As for welcoming immigrants, we certainly did — not just for the mills but for the farms and lumbering and other needs of a fast-growing nation. We didn’t promote them all to boards of trustees, we don’t do that now, no nation ever has.

But we did welcome them and we could now if we didn’t have a new generation of racist know-nothings that seem to have crawled out from under a rock we thought would hold them.

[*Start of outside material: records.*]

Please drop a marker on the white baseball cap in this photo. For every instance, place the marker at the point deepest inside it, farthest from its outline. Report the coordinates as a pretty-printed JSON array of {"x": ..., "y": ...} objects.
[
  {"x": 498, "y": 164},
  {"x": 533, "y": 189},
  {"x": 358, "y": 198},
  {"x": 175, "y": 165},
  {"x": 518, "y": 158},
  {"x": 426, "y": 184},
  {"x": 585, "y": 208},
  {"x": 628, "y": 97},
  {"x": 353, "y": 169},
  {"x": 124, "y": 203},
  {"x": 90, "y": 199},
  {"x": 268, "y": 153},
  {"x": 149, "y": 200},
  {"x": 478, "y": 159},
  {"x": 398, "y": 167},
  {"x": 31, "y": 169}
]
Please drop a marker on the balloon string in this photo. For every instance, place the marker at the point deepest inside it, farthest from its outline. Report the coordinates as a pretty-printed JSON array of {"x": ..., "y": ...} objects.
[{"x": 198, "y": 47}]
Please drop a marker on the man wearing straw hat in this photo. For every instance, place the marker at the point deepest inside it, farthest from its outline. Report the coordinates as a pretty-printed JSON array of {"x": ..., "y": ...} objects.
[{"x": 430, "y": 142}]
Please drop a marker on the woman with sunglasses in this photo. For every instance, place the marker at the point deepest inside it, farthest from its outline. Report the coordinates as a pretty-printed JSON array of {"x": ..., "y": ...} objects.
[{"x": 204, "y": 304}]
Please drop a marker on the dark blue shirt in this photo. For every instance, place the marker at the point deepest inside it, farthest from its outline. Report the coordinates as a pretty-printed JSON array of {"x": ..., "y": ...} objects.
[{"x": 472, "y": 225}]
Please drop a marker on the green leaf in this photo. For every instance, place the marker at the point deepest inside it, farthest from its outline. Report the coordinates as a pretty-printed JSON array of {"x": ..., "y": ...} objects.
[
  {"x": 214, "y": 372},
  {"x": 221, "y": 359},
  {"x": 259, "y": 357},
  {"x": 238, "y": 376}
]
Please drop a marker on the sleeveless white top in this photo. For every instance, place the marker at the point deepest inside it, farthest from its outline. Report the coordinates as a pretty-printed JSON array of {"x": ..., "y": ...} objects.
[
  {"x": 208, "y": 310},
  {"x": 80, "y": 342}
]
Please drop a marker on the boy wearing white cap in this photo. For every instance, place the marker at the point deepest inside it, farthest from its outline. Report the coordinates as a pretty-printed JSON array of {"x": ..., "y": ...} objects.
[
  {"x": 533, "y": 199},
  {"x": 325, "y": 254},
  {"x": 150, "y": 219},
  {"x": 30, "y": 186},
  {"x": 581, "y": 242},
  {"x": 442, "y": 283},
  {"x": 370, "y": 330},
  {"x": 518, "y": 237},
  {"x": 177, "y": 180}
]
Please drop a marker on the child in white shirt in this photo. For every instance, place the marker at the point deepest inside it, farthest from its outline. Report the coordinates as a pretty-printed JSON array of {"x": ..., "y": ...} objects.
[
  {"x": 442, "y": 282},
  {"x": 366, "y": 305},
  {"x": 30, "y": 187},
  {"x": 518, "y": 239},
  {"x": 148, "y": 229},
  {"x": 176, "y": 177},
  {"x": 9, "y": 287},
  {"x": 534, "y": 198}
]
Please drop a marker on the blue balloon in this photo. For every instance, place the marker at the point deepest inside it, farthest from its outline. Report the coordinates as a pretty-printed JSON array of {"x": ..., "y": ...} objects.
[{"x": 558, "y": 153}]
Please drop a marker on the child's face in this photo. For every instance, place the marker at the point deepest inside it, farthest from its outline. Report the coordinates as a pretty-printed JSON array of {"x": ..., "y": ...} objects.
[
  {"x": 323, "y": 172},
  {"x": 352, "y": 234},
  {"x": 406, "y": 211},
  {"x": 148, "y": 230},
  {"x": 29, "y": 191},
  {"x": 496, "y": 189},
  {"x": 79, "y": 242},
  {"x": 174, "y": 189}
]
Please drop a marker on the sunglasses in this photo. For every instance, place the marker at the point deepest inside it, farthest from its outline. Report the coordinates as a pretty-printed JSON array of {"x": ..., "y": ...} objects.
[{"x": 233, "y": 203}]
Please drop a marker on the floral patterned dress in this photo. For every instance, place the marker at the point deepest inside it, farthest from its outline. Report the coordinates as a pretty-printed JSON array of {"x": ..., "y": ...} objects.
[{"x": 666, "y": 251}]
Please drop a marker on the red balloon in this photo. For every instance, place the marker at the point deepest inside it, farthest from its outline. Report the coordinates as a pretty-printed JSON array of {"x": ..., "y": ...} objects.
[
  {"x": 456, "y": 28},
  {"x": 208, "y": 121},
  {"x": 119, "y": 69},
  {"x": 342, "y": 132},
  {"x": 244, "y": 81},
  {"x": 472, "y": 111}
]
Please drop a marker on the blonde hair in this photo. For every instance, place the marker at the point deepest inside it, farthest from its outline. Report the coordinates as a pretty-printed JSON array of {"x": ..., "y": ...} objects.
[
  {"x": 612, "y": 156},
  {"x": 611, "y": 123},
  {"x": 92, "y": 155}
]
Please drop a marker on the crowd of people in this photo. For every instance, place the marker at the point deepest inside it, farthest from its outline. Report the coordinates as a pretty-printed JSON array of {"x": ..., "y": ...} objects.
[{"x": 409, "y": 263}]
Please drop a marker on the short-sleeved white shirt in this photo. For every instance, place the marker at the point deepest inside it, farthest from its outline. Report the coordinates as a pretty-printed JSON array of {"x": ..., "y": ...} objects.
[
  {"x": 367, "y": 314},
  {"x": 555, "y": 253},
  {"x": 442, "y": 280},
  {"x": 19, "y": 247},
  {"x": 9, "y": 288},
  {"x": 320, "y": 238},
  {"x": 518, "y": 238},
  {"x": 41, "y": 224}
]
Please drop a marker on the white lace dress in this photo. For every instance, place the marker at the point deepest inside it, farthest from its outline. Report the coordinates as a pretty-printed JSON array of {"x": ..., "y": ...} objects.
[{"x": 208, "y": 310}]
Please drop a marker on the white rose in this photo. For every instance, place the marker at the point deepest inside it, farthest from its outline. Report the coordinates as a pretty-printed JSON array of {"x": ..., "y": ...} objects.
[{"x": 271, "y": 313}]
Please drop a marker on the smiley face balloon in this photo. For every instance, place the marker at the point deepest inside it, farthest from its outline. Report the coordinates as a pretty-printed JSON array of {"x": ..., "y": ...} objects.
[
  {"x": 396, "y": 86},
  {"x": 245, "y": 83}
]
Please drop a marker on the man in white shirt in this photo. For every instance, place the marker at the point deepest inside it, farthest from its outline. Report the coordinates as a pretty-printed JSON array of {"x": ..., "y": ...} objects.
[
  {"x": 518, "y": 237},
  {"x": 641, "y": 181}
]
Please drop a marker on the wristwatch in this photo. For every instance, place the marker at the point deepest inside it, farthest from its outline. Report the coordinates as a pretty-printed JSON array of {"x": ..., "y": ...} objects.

#3 Kathleen Elizabeth Donnelly
July/16/2019
@ 10:43 am

The last time we as a nation were so pusillanimous was when we had an opportunity let German Jews into the country to escape the Third Reich’s containment and annihilation policies. One excuse was, ‘They’d only want to live in cities’. Of course, the Jews only wanted to live. Anywhere. And we denied even a fraction of them that possibility.

#4 Mike Peterson
July/16/2019
@ 11:45 am

… including a guy named Otto Frank, who was turned down for a visa. Had a couple of daughters and a wife, IIRC. I think they went to Holland, so I’m sure they came out all right.

#5 Mark Lutton
July/16/2019
@ 9:09 pm

I recently made an astonishing discovery. The word “racism” did not appear in dictionaries until some time in the 1930’s. It is not in the original Oxford English Dictionary. The word “racialism” is in the supplement with the earliest usage in 1907. Webster’s New International Dictionary of the English Language, Second Edition, Unabridged, published in 1934, does not contain “racism” or “racialism” or “racist” but “racism” appears in the New Words section added in the late 1930’s or early 1940’s.

I did find one citation of use of the word “racialism” in the 19th century but evidently “racialism”, “racism” and “racist” were not at all in general use before the 1930’s.